I never missed a day of work during my four years there. I was late once. I stayed late when I needed and often worked 50-60 hours a week. Rarely took my last break. Never hit meal compliance.

Last December my sister, who was home visiting from college, locked herself out of our condo and came to the store to ask for my keys. She was well known in the store. So much so they use to let her do homework in the breakroom while I was working, which stopped with the hire of our new SD. Shortly after getting called to the service desk to give her my keys, I was called to the SD office and written up for it because “you can’t have visitors at work.“ That was it for me. I cleaned off my TL desk, cleaned out my locker and walked out. “You’re not rehirable if you quit” she said as I walked out to which I responded with “I don’t care.” I came back the following day to turn in my TL keys to AP and to apologize to my team in person. I loved my team like family.

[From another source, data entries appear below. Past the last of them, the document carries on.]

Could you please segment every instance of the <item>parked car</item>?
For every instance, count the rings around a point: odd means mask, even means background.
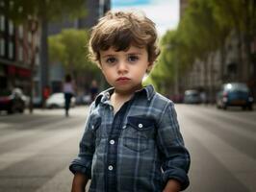
[[[200,92],[195,89],[186,90],[184,93],[185,104],[200,104]]]
[[[0,90],[0,110],[6,110],[9,114],[24,112],[27,97],[20,88],[13,90]]]
[[[217,108],[226,109],[230,106],[252,110],[253,97],[248,86],[243,83],[224,84],[217,94]]]
[[[70,107],[75,107],[75,98],[72,97]],[[46,100],[46,108],[64,108],[64,94],[54,93]]]

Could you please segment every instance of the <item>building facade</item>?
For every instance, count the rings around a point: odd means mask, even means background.
[[[0,4],[0,89],[20,87],[25,94],[30,92],[31,78],[35,71],[31,68],[32,33],[28,23],[14,26],[4,13],[4,2]],[[38,42],[38,41],[37,41]],[[36,43],[37,43],[36,42]],[[35,56],[38,66],[38,54]]]
[[[48,36],[61,33],[64,29],[90,29],[96,24],[97,20],[111,9],[110,0],[88,0],[85,3],[87,11],[86,16],[74,20],[63,20],[49,24]],[[62,90],[62,83],[65,74],[61,63],[49,64],[50,87],[52,92],[60,92]]]

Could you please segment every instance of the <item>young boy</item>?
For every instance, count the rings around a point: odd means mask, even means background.
[[[72,191],[177,192],[189,185],[190,155],[173,103],[141,82],[159,55],[155,24],[135,12],[108,12],[93,27],[91,56],[113,86],[91,104]]]

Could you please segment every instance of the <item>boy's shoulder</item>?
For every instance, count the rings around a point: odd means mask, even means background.
[[[173,102],[171,100],[169,100],[168,98],[166,98],[166,96],[162,95],[159,92],[156,92],[152,102],[154,103],[153,105],[158,106],[159,108],[166,108],[166,106],[173,106]]]

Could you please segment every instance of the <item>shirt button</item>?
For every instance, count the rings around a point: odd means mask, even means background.
[[[108,167],[108,169],[109,169],[110,171],[112,171],[112,170],[113,170],[113,166],[110,165],[110,166]]]

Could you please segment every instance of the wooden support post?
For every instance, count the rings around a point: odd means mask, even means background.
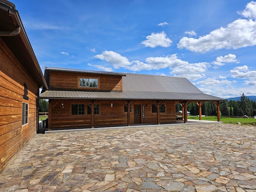
[[[92,111],[91,113],[92,128],[93,129],[94,128],[94,104],[93,100],[92,100],[92,106],[91,107]]]
[[[215,103],[215,102],[213,101],[213,104],[215,105],[217,108],[217,120],[218,122],[220,121],[220,102],[217,101]]]
[[[186,101],[184,101],[183,108],[184,108],[184,123],[188,123],[188,105]]]
[[[36,99],[36,133],[39,129],[39,100]]]
[[[156,106],[157,107],[157,124],[160,124],[160,106],[159,101],[156,101]]]
[[[52,128],[52,100],[49,100],[48,106],[48,130],[50,131]]]
[[[127,126],[130,126],[131,124],[130,122],[130,101],[127,101]]]
[[[198,106],[198,112],[199,112],[199,120],[202,120],[202,106],[204,104],[204,102],[199,102],[196,103]]]
[[[217,101],[216,102],[217,104],[217,120],[218,122],[220,121],[220,102],[219,101]]]
[[[184,104],[183,102],[180,103],[180,105],[181,106],[181,110],[182,112],[182,119],[184,120],[184,107],[183,106]]]

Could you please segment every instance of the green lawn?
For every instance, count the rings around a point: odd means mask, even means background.
[[[196,116],[188,116],[188,119],[199,120],[199,117]],[[209,121],[217,121],[217,117],[215,116],[206,116],[202,117],[202,120],[208,120]],[[254,125],[256,126],[256,119],[254,118],[232,118],[230,117],[220,117],[220,121],[224,123],[230,123],[236,124],[238,122],[240,122],[241,124],[243,125]]]

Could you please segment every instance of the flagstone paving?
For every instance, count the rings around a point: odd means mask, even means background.
[[[0,191],[256,192],[256,127],[221,123],[37,134]]]

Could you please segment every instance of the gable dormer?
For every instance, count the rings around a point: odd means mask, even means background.
[[[124,74],[65,68],[46,67],[45,77],[53,90],[122,91]]]

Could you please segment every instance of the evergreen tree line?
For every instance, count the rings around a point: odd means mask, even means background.
[[[223,116],[253,116],[256,115],[256,102],[247,98],[244,93],[241,96],[240,100],[230,100],[220,102],[220,113]],[[182,110],[181,106],[176,104],[176,110]],[[190,115],[199,115],[198,106],[195,103],[190,103],[188,106],[188,111]],[[212,102],[205,102],[202,106],[202,114],[206,116],[217,115],[217,108]]]

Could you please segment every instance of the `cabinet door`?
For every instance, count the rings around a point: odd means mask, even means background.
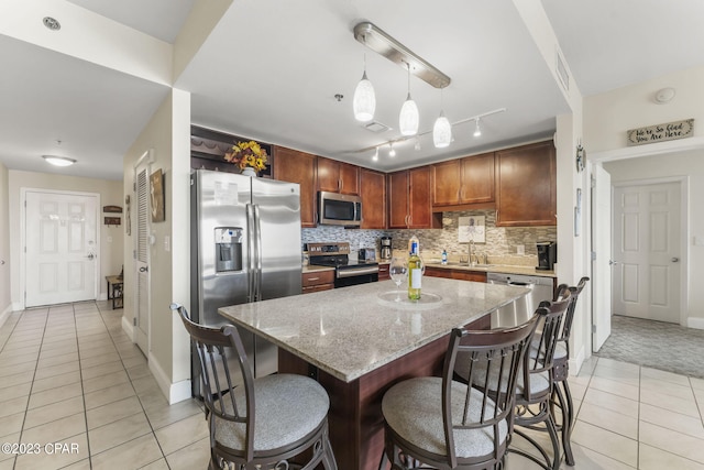
[[[358,196],[360,194],[360,167],[319,156],[318,189]]]
[[[460,160],[432,165],[432,205],[453,206],[460,204],[462,173]]]
[[[360,195],[360,167],[340,163],[340,193]]]
[[[556,152],[552,141],[496,152],[496,225],[557,225]]]
[[[409,223],[411,229],[432,227],[432,209],[430,207],[430,166],[421,166],[408,171],[410,179]]]
[[[300,185],[300,225],[316,227],[316,155],[277,146],[274,176]]]
[[[408,226],[408,172],[392,173],[387,181],[388,228],[405,229]]]
[[[371,170],[360,170],[360,196],[362,197],[362,228],[386,228],[386,175]]]
[[[461,204],[493,203],[494,153],[465,156],[461,163]]]
[[[340,190],[340,162],[318,157],[318,189],[331,193]]]

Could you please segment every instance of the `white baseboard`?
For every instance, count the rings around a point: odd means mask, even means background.
[[[124,314],[122,315],[122,330],[132,339],[132,342],[134,342],[134,327]]]
[[[584,363],[584,346],[580,348],[580,350],[574,354],[572,359],[570,359],[570,375],[576,375],[580,373],[580,369],[582,369],[582,364]]]
[[[688,328],[704,329],[704,318],[689,317],[686,319],[686,326]]]
[[[168,379],[162,367],[158,364],[158,361],[151,352],[148,357],[148,364],[160,390],[168,401],[169,405],[190,398],[190,379],[172,383],[170,379]]]
[[[8,305],[8,308],[6,308],[4,311],[0,314],[0,328],[2,328],[2,325],[4,325],[6,321],[8,321],[10,314],[13,311],[14,309],[12,308],[12,304],[10,304]]]

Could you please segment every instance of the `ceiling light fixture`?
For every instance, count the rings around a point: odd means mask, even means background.
[[[44,23],[44,25],[52,31],[58,31],[62,29],[62,23],[59,23],[58,20],[52,17],[44,17],[42,23]]]
[[[450,77],[370,22],[354,26],[354,39],[404,68],[410,65],[415,76],[436,88],[450,85]]]
[[[404,106],[400,107],[400,113],[398,114],[398,129],[402,135],[416,135],[418,133],[418,123],[420,116],[418,114],[418,106],[416,101],[410,97],[410,64],[408,66],[408,96]]]
[[[358,121],[369,122],[374,119],[376,96],[374,95],[372,83],[366,78],[366,54],[364,54],[364,73],[362,74],[362,79],[356,84],[356,88],[354,89],[352,109],[354,110],[354,119]]]
[[[440,90],[440,116],[436,119],[436,123],[432,127],[432,144],[436,149],[443,149],[450,145],[452,142],[452,125],[450,121],[444,117],[442,109],[443,92]]]
[[[476,118],[476,125],[474,127],[474,136],[475,138],[481,138],[482,136],[482,130],[480,129],[480,118]]]
[[[396,150],[394,150],[394,143],[393,142],[388,143],[388,156],[391,156],[391,157],[396,156]]]
[[[69,159],[67,156],[42,155],[42,159],[44,159],[46,163],[51,163],[54,166],[70,166],[76,163],[76,160]]]

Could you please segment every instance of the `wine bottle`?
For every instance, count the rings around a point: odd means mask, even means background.
[[[418,242],[411,241],[410,256],[408,256],[408,298],[420,299],[420,284],[422,278],[422,260],[418,255]]]

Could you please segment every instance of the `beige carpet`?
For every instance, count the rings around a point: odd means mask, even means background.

I’ve never walked out of a job before. Always have put in my two weeks. I couldn’t do it any longer though mentally. I got home that day and it was a huge relief knowing I didn’t have to go back to that place.

Since then the following have quit: Inbound TL, GM ETL, Service & Engagement TL, GM TL 1, GM TL 2, GM TL 3, VM, Receiver (who’d been there for eight years). Not surprisingly the SD quit (or was forced to quit) a few months after I quit. I’ve talked to a few people there and it’s getting back to normal but the damage has been done.

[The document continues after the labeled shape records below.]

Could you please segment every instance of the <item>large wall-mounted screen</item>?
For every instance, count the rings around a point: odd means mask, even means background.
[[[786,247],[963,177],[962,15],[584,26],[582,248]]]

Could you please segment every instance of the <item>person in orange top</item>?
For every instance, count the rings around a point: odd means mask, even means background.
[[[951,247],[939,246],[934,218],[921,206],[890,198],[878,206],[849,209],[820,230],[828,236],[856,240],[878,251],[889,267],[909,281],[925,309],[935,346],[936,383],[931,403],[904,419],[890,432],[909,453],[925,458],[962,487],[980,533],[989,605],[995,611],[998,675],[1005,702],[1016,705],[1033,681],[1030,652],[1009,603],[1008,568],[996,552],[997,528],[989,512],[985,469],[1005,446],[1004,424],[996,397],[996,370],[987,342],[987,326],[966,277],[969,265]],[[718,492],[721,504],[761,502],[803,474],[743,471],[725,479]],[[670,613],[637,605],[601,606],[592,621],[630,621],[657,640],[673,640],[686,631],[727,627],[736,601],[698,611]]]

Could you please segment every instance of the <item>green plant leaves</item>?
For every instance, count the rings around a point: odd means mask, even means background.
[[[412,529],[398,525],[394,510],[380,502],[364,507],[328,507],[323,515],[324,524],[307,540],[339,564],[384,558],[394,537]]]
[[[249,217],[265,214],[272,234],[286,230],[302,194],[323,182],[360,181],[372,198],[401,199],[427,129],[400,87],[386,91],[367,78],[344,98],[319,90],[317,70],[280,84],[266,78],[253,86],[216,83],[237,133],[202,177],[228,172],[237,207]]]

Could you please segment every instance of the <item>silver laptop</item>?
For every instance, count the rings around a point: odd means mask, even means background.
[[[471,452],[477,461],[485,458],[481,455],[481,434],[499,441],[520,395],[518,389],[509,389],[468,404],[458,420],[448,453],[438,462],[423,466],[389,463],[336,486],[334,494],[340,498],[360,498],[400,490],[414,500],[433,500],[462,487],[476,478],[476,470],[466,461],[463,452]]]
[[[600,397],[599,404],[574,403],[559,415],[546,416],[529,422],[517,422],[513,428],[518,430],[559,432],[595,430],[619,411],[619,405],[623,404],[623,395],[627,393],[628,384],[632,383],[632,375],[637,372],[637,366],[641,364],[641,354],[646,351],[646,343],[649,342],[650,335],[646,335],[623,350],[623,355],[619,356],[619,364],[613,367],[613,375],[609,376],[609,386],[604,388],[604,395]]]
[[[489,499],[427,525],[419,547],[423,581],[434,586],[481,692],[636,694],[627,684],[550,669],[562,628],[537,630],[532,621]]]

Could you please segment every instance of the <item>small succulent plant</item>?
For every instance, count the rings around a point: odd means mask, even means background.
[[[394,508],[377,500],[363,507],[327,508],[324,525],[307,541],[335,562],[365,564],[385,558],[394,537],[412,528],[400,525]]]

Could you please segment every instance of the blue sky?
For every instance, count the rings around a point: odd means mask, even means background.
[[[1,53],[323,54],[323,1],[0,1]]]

I’ll miss you Target. Thanks for a wonderful 3.5 years of my life and some of the best friends I’ll ever have.


----------



## He77CAT (Jul 1, 2022)

Wish you much happiness in your next chapters.


----------



## Hardlinesmaster (Jul 1, 2022)

Congrats! I am sad spot did this to you.


----------



## TheClopen (Jul 9, 2022)

"Can't have visitors at work" I call BS.
My SD has seen me with visitors at work and fully respected that. 
We were even having a meeting once at the front of the store and someone that knew me came up to talk and the SD stepped to the side and said we can continue this conversation after and let me say hello to the person.
Had zero issues with it, which is how it should be. There's no problem with saying hello to someone for a few mins that's visiting your store as a guest. I don't blame ya man.


----------



## Tarshitsucks (Jul 12, 2022)

What an asshole. Good luck on the future.


----------



## ThreeCreeks (Jul 22, 2022)

TheClopen said:


> "Can't have visitors at work" I call BS.
> My SD has seen me with visitors at work and fully respected that.
> We were even having a meeting once at the front of the store and someone that knew me came up to talk and the SD stepped to the side and said we can continue this conversation after and let me say hello to the person.
> Had zero issues with it, which is how it should be. There's no problem with saying hello to someone for a few mins that's visiting your store as a guest. I don't blame ya man.



Right? Our SDs husband use to come to work to bring her lunch once or twice a week. How is this any different than my sister stopping by to grab my keys? Furthermore, several employees had their kids/significant other visiting occasionally during shifts. I’m convinced they were trying their hardest to get long term employees out. If so it definitely worked.


----------